The collection of prints and drawings in the Kunstmuseen Krefeld encompasses around 12,000 works on paper, ranging from individual pieces to portfolios and artist books. Show & Tell. Prints and Drawings from the Kunstmuseen Krefeld does not focus on a specific period or technique. Ranging in scope from the 19th century to the present, the exhibition highlights the rich holdings in the Krefeld collection and contributes to the reawakened interest these mediums.
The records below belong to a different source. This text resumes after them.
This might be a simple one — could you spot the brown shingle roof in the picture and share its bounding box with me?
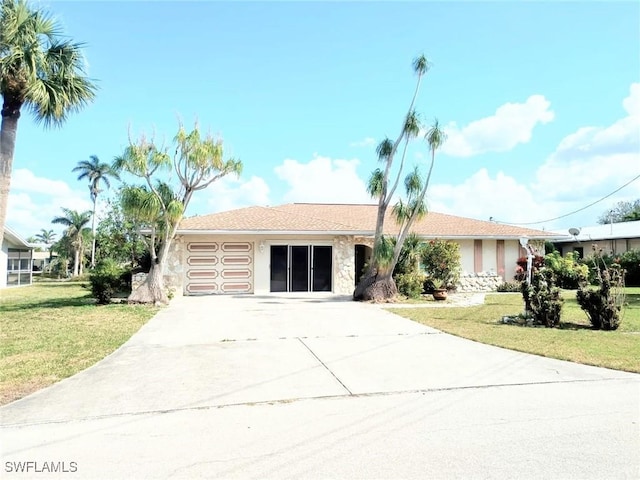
[179,203,557,238]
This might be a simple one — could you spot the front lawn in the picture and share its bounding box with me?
[0,282,158,405]
[390,288,640,373]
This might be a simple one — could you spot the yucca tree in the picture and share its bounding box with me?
[393,119,447,267]
[51,208,91,276]
[0,0,96,248]
[72,155,119,268]
[113,125,242,304]
[36,228,57,263]
[353,55,431,300]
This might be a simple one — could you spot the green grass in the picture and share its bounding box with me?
[0,282,158,405]
[390,288,640,373]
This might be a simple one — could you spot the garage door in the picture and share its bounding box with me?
[185,241,253,295]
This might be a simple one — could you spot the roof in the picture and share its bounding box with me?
[4,225,33,248]
[554,220,640,243]
[178,203,559,239]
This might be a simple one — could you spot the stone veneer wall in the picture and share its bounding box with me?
[333,235,356,295]
[162,237,186,296]
[457,272,504,293]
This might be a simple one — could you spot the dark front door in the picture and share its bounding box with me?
[271,245,289,292]
[289,245,309,292]
[312,246,332,292]
[270,245,333,292]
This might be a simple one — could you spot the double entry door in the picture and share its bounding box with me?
[271,245,333,292]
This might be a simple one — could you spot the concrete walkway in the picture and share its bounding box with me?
[0,295,640,479]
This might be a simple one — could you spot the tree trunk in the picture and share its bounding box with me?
[73,248,80,277]
[0,95,22,245]
[129,263,169,305]
[91,195,98,268]
[353,272,398,302]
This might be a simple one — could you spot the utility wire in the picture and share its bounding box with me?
[494,174,640,225]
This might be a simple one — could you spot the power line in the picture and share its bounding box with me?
[494,174,640,225]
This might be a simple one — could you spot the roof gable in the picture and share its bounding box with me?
[179,203,559,238]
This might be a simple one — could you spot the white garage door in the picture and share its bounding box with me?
[185,241,253,295]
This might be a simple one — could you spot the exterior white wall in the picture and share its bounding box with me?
[0,236,33,288]
[0,239,9,288]
[456,240,473,274]
[482,239,498,274]
[179,234,355,295]
[504,240,520,282]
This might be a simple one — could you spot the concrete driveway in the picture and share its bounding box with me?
[0,296,640,479]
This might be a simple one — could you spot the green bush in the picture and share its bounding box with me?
[496,281,522,292]
[544,251,589,290]
[521,267,563,328]
[89,258,128,305]
[422,240,461,289]
[576,254,624,330]
[394,272,425,298]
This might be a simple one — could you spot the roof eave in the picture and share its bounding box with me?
[176,229,374,236]
[4,225,33,249]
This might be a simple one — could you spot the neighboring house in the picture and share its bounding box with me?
[164,203,557,295]
[0,226,33,288]
[553,220,640,257]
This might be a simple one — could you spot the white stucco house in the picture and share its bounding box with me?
[553,220,640,257]
[164,203,557,295]
[0,226,33,288]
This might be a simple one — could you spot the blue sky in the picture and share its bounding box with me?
[8,1,640,237]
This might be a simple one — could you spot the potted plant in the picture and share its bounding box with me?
[431,278,447,300]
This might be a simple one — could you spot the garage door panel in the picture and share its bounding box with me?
[185,241,254,294]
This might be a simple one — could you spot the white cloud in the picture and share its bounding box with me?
[7,169,93,242]
[274,155,371,203]
[349,137,376,147]
[442,95,554,157]
[11,168,71,195]
[205,176,269,213]
[428,83,640,231]
[428,168,539,226]
[532,83,640,203]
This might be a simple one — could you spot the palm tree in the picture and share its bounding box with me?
[51,208,91,276]
[72,155,119,268]
[0,0,96,248]
[35,228,56,263]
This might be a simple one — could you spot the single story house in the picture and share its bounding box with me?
[553,220,640,257]
[0,226,33,288]
[164,203,557,295]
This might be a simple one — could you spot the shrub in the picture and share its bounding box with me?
[521,267,563,328]
[576,253,624,330]
[496,281,522,292]
[544,251,589,290]
[89,258,127,305]
[395,272,425,298]
[422,240,461,289]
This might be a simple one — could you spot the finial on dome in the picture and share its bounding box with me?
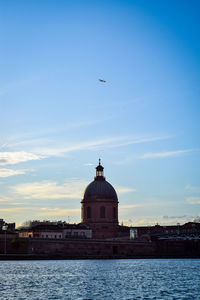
[94,158,105,181]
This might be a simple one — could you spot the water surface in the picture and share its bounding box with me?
[0,259,200,300]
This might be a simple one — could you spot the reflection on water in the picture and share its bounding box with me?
[0,259,200,300]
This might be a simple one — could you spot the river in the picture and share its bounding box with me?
[0,259,200,300]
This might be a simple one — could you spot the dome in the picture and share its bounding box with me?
[83,180,118,201]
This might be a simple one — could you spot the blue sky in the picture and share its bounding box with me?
[0,0,200,225]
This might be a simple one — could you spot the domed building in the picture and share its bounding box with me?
[81,159,127,238]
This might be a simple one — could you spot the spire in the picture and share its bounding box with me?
[94,158,105,181]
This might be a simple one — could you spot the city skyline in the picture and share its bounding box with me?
[0,0,200,225]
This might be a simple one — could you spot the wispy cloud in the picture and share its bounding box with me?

The selected works are arranged chronologically for the most part, although the timelines are occasionally interrupted to present overriding thematic aspects. The focus of the selected works is placed on those artists in particular who made special use of the specific possibilities and characteristics of prints and drawings. The aesthetics of Japanese coloured woodcuts and dying stencils can be traced by way of Art Nouveau to Henri Matisse’s pochoir prints and Max Klinger’s visionary works were echoed in apocalyptic post-war drawings. The line becomes tangible as a sensitive instrument for the formulation of utopian spatial notions, for example in works by Constant, Richard Long and Bruce Nauman. Traditional printing techniques like photogravure, etching and aquatint have been taken up again by contemporary artists such as Christian Boltanski and Luc Tuymans with a specific contentual turn. Prints by Richard Hamilton, Robert Rauschenberg, Sigmar Polke, Andy Warhol, among others, visualise the relevance of the changes in design and society brought about by developments in the mass media since the 1960s. Woodcuts by László Moholy-Nagy from the 1920s and Ernst Caramelle’s works employing sunlight from around 1990 make up two chronological poles of the investigation of constructive design principles. These few examples already convey an impression of how diversely narratives can be spun in such amazingly productive and eloquent works on paper.
A bilingual (German-English) catalogue will be published.